Yukarıda açıklanan tüm bu Kanunlarla yapılan değişiklikler; önceki mevzuatın öngördüğü koşullara sahip olan sigortalıların, sigortalılık niteliklerine son vermemekte, değişikliklerin yürürlüğe girdiği tarihten sonra Bağ-Kur sigortalılık niteliğini kazananlar yönünden yeni düzenlemeler içermektedir. Tersinin kabulü, kazanılmış hakları ortadan kaldırmak olur ki, bu durumun kabulüne yasaca ve hukukça olanak olmadığı açıktır.
Belirtilen açıklamalar ışığında davacının kendi nam ve hesabına çalışma olgusunu kuşkuya yer vermeyecek şekilde belirlemesi gerekmektedir. Bu nedenle 28.12.1989-03.07.1995 tarihleri arasında şoförler odası kaydı bulunan davacının talebi de (27.11.1991 tarihine kadar) dikkate alınarak, söz konusu dönemde, davacının mesleki faaliyeti dikkate alınmak suretiyle, zabıta araştırması yapılmalı, ilgili dönemde aynı işi yapan kamu tanıkları re’sen tespit edilmeye çalışılarak beyanlarına başvurulmalı, oda kaydına dayanak bilgi ve belgeler getirtilmeli, davacı adına ticari araba, sürücü belgesi vs. olup olmadığı yöntemince araştırılmalı, tarafların bu yöndeki kanıtları sorulmalı ve 1479 sayılı Kanun"un 26. maddesinde düzenlenen, “sosyal güvenliğin vazgeçilmez ve kaçınılamaz” kamusal yapısı gereği yöntemince araştırma yapılıp elde edilecek sonuca göre karar verilmesi gerekmektedir.

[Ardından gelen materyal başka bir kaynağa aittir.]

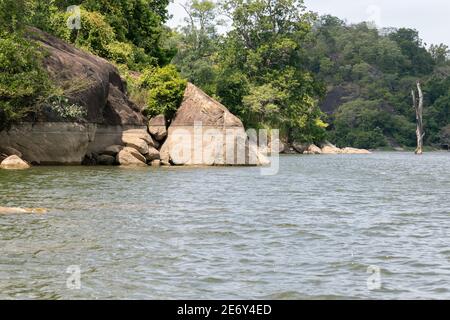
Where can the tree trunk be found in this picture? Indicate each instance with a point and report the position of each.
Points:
(418, 106)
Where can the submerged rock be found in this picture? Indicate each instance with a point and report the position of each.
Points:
(313, 149)
(136, 143)
(4, 210)
(14, 163)
(130, 157)
(157, 127)
(152, 154)
(355, 151)
(106, 160)
(112, 150)
(48, 138)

O hâlde, davalı Kurum vekilinin bu yönleri amaçlayan temyiz itirazları kabul edilmeli ve ...Bölge Adliye Mahkemesi 10. Hukuk Dairesinin istinaf başvurusunun kabulü ile davanın kabulüne ilişkin hükmü bozulmalıdır.
SONUÇ : ...Bölge Adliye Mahkemesi 10. Hukuk Dairesi kararının HMK’nın 373/2 maddesi gereği BOZULMASINA, dosyanın kararı veren Bölge Adliye Mahkemesine gönderilmesine, 22.01.2020 gününde oybirliğiyle karar verildi.